Kootenae House National Historic Site was designated in 1934 to commemorate the site of the first fur trading post on the Columbia River, established by David Thompson in 1807. The post served as the Northwest Company base of explorations in the Columbia River basin and led to the development of relations between traders and local Indigenous Peoples. The site is near Invermere, British Columbia, on an elevated terrace above Toby Creek overlooking the Columbia River valley. The designated place encompasses less than one hectare within a five hectare parcel of land administered by Parks Canada. The Historic Sites and Monuments Board of Canada plaque is mounted on a stone cairn at the site. There are no other above-ground cultural resources remaining at the site. The sub-surface structural remains of the 1807 post, the remains of Indigenous campsites, and other archaeological resources have been confirmed on the site. There is an interpretive exhibit on the site, presented in English, French, and Ktunaxa languages, that describes its cultural significance, its relationship to other historic sites in the region, and the travels of David Thompson in the Columbia River basin. The small size of the site, the lack of visible historical remains, and its somewhat isolated location, results in limited visitation.

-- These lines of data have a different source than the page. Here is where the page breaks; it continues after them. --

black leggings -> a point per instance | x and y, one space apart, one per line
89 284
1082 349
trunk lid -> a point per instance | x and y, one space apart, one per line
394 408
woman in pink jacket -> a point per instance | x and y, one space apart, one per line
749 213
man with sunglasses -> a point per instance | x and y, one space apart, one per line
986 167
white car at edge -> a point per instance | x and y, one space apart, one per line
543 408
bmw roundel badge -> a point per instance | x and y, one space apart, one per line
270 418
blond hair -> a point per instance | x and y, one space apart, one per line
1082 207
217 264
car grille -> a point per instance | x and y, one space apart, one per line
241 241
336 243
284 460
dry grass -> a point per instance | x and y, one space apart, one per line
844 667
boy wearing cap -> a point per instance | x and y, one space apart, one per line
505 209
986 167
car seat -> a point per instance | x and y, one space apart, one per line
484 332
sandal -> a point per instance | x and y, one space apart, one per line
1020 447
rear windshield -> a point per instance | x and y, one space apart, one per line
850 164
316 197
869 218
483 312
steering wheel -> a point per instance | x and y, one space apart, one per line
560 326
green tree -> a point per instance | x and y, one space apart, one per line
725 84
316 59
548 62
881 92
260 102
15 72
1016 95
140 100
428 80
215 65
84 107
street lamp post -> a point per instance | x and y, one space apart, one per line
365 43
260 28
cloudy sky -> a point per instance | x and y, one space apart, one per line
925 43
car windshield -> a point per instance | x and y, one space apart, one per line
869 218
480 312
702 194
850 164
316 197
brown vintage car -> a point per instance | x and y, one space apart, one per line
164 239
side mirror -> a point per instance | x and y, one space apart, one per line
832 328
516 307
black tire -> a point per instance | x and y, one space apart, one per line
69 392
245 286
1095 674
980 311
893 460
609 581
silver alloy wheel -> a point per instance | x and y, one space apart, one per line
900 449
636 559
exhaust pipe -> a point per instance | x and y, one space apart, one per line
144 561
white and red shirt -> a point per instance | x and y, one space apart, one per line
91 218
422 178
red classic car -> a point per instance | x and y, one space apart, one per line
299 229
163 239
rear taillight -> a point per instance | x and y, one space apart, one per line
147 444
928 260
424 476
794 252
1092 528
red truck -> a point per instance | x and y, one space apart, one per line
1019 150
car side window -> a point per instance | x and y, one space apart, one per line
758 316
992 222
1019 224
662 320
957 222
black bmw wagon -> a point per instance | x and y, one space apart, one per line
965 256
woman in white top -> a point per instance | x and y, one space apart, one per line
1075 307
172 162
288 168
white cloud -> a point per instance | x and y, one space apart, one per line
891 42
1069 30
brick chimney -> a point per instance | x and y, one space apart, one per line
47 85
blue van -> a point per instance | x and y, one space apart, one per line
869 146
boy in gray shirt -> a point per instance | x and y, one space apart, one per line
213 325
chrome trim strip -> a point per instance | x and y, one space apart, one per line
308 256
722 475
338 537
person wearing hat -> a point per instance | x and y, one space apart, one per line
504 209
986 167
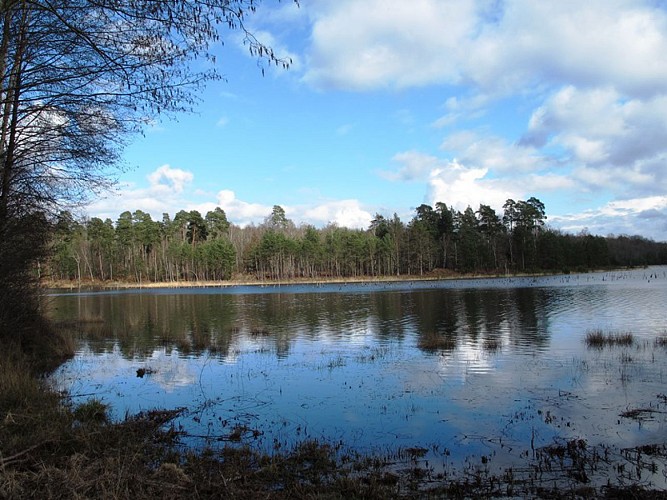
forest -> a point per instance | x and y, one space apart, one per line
191 247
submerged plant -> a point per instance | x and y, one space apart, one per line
598 338
434 341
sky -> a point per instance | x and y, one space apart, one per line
389 104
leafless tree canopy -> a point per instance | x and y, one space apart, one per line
76 76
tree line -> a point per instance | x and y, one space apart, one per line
195 247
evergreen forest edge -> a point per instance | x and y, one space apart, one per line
192 247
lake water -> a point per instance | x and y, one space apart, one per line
466 369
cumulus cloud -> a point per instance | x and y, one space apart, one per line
646 216
241 212
614 142
167 178
495 154
494 45
165 191
345 213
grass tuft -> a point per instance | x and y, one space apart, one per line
599 339
434 341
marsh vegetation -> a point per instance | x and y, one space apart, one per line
486 386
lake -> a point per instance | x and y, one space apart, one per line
454 372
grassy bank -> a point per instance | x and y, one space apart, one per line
244 280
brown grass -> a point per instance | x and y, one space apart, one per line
435 341
599 339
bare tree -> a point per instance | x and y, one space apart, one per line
77 78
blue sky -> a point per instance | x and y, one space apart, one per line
393 103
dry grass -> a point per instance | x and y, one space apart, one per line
599 339
435 341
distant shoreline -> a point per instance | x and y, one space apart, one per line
249 281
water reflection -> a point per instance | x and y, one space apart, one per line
469 366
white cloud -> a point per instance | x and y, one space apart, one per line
613 142
497 46
164 192
241 212
645 216
460 187
166 178
494 154
379 43
345 213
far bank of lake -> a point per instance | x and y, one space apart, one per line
486 370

Parks Canada will continue to manage Kootenae House National Historic Site as an un-staffed protected area that provides basic non-personal interpretation to a small number of visitors. Opportunities to reach a larger number of Canadians with key messages will be sought through linkages with related national historic sites such as Rocky Mountain House and Howse Pass, through the development of digital media products, and potentially through collaboration with local Indigenous groups and others.

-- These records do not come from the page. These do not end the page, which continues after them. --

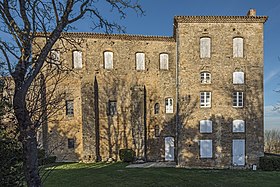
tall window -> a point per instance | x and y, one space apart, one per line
205 99
77 59
238 99
238 77
112 108
140 61
54 56
169 105
70 108
238 126
108 60
205 47
163 61
238 47
156 108
205 77
206 149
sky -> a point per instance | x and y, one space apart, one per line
158 20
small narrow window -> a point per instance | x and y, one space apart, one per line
205 78
157 131
169 105
205 99
70 108
206 149
71 143
112 108
54 56
238 77
238 126
205 126
237 99
140 61
163 61
77 60
156 108
205 47
108 60
238 47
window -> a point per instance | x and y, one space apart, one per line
169 105
112 108
140 61
205 47
238 47
108 60
205 126
156 108
71 143
238 77
205 99
54 56
163 61
205 77
238 99
205 148
238 126
70 108
77 60
156 131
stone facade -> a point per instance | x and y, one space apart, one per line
158 110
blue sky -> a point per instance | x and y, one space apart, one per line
158 20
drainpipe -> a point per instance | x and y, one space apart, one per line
177 95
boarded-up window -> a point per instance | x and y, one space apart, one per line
205 47
205 148
238 77
169 105
238 47
205 126
140 61
108 60
54 56
77 59
238 126
163 61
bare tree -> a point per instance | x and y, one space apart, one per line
21 21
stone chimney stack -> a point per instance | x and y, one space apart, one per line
252 13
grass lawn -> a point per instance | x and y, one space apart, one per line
101 174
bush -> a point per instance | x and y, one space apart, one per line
126 155
270 163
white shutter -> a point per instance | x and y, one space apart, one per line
108 60
238 152
140 61
163 61
206 148
238 77
205 47
78 59
238 126
237 47
169 105
205 126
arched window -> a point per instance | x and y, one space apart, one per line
205 77
108 60
238 47
205 47
156 108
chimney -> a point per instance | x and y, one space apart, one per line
252 13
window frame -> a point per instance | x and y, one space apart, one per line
205 104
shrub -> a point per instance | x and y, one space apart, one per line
270 163
126 155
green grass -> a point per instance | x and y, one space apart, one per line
101 174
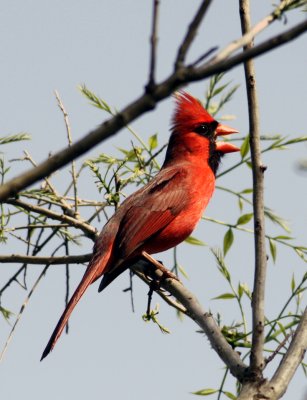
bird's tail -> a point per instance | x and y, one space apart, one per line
94 271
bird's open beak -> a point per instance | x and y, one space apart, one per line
222 130
225 147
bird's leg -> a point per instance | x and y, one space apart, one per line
166 273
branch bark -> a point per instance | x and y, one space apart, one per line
198 314
89 230
144 103
257 360
25 259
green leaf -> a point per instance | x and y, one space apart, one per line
193 240
276 219
219 90
283 237
245 147
94 99
15 138
244 219
293 283
224 296
247 191
273 249
282 328
228 240
153 142
182 271
240 290
205 392
246 289
240 204
6 313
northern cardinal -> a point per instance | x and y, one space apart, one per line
164 212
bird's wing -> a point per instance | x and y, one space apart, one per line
152 210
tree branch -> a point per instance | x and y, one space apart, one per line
203 318
249 35
141 105
153 45
292 358
21 258
191 33
76 223
257 361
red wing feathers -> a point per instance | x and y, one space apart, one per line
163 200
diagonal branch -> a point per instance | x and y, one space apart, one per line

The history and significance of Kootenae House are communicated effectively through the collaborative efforts of Parks Canada and other interested parties in the region.
The cultural and natural resources on the site, including in-situ archaeological resources and habitat for species at risk, are protected and are not under threat.
Periodic site visits conducted by Parks Canada staff ensure that the property is maintained in good condition to support the modest level of visitor use and the protection of in-situ resources.
Key messages reflect accurately the cultural significance of the site and are delivered through on-site exhibits, through connections to other related sites, and through digital media.